[I18n-sig] Re: [Python-Dev] Unicode debate

Guido van Rossum guido@python.org
Mon, 01 May 2000 17:32:38 -0400


> > Are you sure you understand what we are arguing about?
> 
> Here's what I thought we were arguing about:
> 
> If you put a bunch of "funny characters" into a Python string literal,
> and then compare that string literal against a Unicode object, should
> those funny characters be treated as logical units of text (characters)
> or as bytes?
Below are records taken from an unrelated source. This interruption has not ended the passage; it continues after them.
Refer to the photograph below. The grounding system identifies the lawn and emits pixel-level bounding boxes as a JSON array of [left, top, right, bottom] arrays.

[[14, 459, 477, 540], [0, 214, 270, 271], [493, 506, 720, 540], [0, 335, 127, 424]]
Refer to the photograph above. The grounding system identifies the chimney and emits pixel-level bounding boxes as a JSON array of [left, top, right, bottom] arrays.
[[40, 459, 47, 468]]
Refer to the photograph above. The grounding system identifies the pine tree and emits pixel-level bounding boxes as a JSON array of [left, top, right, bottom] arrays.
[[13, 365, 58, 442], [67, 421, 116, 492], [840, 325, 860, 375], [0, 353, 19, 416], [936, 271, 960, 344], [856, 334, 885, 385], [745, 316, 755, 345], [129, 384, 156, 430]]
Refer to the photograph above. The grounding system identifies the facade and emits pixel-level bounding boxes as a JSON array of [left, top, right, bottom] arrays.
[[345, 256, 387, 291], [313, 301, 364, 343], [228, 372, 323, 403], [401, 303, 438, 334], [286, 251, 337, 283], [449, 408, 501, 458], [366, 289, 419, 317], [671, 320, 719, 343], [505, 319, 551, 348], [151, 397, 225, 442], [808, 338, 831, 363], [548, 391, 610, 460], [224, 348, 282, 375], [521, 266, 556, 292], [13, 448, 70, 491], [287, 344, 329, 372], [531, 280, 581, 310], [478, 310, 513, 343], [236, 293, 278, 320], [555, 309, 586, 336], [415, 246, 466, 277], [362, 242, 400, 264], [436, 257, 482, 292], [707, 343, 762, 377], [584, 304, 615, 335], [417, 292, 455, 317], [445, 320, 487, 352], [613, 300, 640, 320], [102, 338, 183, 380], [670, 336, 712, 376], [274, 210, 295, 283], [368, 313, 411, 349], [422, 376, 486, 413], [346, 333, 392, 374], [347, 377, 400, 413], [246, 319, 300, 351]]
And if bytes, should some transformation be automatically
> performed to have those bytes be reinterpreted as characters according
> to some particular encoding scheme (probably UTF-8).
> 
> I claim that we should *as far as possible* treat strings as character
> lists and not add any new functionality that depends on them being byte
> list. Ideally, we could add a byte array type and start deprecating the
> use of strings in that manner. Yes, it will take a long time to fix this
> bug but that's what happens when good software lives a long time and the
> world changes around it.
> 
> > Earlier, you quoted some reference documentation that defines 8-bit
> > strings as containing characters.  That's taken out of context -- this
> > was written in a time when there was (for most people anyway) no
> > difference between characters and bytes, and I really meant bytes.
> 
> Actually, I think that that was Fredrik. 

Yes, I came across the post again later.  Sorry.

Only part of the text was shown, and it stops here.